2. Edit your thoughts.

Pay attention to what you're thinking. Your thoughts make a difference in how you feel.

"We feel the way we think," says Helen Grusd, PhD, a psychologist in Beverly Hills, Calif. "The more you say to yourself, 'This is awful, this is terrible, this isn't fair,' the more you become depressed."

So if you are feeling down you can say, "How can I change my thinking? What can I do differently?"

Of course you'll have negative thoughts. It's a matter of choosing which thoughts you take to heart.

Do something that will lift your mood.

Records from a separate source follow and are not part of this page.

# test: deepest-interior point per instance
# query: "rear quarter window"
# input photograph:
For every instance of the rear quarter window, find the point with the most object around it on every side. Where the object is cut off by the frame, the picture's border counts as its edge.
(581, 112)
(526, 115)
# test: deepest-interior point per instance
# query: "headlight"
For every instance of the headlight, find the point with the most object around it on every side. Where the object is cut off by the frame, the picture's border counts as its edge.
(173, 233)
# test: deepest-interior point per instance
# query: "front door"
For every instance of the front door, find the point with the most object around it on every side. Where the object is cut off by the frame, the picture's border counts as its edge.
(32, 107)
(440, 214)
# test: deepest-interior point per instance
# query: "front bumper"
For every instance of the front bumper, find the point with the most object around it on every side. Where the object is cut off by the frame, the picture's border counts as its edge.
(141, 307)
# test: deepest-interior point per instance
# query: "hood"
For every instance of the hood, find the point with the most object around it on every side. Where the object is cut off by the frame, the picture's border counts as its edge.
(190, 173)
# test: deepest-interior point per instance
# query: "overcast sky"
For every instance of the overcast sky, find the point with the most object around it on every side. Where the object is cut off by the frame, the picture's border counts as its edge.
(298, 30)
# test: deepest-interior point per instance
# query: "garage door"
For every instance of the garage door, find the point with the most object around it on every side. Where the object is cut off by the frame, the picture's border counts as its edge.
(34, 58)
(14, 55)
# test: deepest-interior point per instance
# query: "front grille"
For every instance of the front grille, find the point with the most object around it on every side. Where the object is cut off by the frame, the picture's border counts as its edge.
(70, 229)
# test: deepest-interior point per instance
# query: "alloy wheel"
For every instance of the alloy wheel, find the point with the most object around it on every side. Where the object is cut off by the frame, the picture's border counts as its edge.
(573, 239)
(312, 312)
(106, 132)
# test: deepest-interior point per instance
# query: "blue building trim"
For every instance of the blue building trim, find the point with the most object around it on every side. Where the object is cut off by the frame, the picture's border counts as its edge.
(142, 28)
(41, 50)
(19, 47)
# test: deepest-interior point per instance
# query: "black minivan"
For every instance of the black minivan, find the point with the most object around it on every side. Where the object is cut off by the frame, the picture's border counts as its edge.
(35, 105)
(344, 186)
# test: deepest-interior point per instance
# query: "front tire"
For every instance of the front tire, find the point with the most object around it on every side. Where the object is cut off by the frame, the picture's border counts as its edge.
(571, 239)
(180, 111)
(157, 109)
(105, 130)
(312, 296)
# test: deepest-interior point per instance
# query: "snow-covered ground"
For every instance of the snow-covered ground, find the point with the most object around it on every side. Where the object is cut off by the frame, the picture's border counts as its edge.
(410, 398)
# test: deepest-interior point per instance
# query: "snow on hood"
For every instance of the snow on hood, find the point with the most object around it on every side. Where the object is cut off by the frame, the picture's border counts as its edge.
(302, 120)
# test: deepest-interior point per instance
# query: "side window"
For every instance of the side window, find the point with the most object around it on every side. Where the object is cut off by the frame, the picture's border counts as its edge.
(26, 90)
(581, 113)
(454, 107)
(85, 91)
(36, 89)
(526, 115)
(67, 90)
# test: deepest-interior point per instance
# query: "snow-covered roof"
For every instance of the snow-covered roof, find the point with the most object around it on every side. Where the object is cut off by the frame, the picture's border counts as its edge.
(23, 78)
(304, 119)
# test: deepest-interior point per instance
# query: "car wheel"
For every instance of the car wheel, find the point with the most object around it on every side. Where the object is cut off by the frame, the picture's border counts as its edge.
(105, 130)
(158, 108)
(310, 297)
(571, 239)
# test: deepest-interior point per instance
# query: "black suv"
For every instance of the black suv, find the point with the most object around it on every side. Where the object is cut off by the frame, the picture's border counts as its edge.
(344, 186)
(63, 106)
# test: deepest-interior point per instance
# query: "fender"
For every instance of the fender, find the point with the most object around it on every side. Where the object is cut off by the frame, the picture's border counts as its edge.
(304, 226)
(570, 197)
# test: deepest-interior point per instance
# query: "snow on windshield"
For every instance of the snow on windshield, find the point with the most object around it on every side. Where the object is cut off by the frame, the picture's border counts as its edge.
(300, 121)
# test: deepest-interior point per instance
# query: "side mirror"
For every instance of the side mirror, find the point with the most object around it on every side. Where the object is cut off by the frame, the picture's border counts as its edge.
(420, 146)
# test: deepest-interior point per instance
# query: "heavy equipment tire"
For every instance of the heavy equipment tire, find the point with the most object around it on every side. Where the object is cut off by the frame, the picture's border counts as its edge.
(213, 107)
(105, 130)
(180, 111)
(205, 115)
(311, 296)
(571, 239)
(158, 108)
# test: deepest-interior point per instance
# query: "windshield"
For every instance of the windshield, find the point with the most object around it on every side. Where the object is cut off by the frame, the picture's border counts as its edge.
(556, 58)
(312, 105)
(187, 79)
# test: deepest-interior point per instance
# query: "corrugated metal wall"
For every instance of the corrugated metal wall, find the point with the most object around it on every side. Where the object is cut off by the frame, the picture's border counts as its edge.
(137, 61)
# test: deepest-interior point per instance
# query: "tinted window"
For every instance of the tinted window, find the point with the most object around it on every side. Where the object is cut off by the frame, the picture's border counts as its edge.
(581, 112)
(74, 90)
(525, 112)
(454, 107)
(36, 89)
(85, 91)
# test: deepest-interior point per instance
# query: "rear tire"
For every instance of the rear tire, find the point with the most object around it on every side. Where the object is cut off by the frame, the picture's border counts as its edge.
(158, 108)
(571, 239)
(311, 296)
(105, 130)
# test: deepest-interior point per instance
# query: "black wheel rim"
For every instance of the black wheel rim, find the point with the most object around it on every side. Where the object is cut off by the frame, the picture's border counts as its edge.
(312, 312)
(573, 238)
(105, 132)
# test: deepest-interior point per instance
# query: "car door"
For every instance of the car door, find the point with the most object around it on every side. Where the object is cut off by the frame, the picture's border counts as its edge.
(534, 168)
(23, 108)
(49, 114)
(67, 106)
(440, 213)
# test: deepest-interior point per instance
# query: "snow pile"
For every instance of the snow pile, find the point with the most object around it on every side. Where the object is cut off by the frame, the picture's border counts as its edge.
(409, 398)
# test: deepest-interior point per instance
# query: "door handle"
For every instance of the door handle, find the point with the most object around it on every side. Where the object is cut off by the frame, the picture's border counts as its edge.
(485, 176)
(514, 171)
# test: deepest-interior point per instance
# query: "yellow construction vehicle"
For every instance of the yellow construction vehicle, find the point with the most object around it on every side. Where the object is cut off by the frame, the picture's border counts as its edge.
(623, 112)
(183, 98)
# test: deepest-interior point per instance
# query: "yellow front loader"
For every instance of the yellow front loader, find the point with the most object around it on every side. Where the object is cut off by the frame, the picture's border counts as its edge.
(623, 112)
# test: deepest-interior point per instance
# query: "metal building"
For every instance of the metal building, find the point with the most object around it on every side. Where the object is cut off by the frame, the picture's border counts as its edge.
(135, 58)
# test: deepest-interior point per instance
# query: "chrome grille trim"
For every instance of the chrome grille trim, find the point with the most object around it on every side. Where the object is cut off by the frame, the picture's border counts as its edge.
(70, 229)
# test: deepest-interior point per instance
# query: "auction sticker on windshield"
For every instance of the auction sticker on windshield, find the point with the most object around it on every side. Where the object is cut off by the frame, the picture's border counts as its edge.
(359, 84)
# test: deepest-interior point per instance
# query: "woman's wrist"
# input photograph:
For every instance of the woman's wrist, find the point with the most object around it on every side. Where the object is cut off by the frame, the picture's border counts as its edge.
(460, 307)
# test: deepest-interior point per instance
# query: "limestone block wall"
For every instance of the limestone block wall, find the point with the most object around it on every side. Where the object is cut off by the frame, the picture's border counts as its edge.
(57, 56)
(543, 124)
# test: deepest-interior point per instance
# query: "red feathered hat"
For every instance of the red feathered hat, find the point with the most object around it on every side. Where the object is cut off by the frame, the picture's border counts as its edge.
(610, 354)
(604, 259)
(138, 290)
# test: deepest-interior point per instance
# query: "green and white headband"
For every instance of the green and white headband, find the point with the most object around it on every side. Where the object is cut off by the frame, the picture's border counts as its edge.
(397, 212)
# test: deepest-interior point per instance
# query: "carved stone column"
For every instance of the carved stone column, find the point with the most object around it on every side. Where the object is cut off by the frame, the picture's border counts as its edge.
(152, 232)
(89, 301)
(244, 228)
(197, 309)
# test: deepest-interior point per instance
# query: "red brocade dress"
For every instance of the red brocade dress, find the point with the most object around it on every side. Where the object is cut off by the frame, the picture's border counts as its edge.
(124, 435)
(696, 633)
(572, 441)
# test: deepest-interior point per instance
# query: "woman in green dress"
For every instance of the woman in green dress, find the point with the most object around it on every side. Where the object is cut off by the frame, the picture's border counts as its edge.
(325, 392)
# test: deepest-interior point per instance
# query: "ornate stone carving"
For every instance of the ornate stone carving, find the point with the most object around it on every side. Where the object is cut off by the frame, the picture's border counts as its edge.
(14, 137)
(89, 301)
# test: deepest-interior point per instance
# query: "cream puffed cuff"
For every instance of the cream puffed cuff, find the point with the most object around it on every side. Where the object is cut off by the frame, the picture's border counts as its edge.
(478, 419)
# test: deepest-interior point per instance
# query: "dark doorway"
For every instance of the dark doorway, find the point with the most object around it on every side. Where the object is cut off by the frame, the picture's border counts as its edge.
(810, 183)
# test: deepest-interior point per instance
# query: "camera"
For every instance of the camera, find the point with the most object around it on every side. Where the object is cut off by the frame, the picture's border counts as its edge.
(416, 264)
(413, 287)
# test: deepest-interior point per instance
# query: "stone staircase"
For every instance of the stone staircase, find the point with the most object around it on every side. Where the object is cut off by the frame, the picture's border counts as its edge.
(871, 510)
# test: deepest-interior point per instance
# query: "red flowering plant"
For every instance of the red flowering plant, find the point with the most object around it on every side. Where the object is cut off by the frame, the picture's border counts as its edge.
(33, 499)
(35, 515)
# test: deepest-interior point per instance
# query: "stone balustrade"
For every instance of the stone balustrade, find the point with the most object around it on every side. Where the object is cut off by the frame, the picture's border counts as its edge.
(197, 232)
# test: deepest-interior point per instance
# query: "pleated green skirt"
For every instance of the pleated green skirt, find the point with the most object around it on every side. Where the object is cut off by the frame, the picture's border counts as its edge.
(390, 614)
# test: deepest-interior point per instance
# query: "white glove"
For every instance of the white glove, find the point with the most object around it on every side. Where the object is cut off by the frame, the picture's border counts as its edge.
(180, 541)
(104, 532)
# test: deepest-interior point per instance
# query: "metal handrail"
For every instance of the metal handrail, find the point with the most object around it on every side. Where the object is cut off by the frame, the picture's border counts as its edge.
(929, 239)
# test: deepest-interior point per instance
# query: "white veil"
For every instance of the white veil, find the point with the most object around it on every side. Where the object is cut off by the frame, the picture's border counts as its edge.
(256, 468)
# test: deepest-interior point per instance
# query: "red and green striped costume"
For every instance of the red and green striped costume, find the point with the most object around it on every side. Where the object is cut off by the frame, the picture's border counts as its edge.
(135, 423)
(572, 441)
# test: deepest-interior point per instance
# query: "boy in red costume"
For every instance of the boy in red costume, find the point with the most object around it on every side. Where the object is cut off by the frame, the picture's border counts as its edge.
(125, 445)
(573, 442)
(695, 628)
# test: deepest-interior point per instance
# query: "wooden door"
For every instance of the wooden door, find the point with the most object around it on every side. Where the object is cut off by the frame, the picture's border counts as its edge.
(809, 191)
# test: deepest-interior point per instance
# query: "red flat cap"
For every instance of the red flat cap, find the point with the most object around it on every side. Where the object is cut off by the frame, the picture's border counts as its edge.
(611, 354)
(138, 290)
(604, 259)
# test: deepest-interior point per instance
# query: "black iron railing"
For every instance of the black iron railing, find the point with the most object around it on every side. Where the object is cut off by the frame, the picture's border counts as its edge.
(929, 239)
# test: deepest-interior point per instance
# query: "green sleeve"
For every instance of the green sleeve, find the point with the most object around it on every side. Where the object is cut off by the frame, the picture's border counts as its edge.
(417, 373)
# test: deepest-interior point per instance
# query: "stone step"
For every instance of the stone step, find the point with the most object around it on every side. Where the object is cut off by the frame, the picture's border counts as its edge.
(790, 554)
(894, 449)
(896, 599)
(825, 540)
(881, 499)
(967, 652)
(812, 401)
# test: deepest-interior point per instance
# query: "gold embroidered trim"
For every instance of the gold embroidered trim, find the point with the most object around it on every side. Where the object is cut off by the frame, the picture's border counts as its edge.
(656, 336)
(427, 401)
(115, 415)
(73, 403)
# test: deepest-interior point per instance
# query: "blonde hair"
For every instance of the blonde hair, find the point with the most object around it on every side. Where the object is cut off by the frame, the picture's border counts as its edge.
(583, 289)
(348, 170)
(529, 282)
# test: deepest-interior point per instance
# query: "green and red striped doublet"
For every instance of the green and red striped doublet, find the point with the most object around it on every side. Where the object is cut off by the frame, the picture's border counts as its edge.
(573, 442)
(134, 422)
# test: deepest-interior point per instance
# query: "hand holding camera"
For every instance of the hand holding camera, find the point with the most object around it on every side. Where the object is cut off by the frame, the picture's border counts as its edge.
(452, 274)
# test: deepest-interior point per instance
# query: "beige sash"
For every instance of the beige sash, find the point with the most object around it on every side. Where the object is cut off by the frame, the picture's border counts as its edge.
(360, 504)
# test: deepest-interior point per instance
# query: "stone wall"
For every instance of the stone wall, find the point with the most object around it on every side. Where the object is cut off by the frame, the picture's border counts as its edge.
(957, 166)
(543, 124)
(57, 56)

Go for a walk, meet a friend at the mall, take a bubble bath, or listen to your favorite playlist at the park.

"It's important to take action immediately rather than let negative feelings grow in your mind," Grusd says.

3. Think like an optimist.

Focus on the positive parts of your life rather than negatives, says Lurelean B. Gaines, RN, MSN, president-elect of heath care and education for the American Diabetes Association.

Think about things you can look forward to, such as an upcoming trip or show, or getting together with friends.

"You have to look at the bright side of things," says Gaines, whose glass is always half-full. "Even in the worst times, I can always think of something positive to get out of each day that I live."

4. Rethink exercise.

If you know you should exercise, but it's not happening for you, take a look at why that is.

Maybe your goal was too ambitious. "Do whatever you think you can do," Gaines says. "Sometimes it's just walking. And you don't have to walk vigorously. Smell the roses along the way."

Don't be a perfectionist about it. Let's say you wanted to exercise every day but you missed a couple of days. "Don't beat yourself up for that," Spero says. "Give yourself credit for the days you did walk."

Instead, ask yourself what would help you do better with your goal in the future. Find ways to make it happen.

"If you expect perfection, then you're going to be disappointed a lot of the time," Spero says. "If you're looking for steady progress, then you can see that."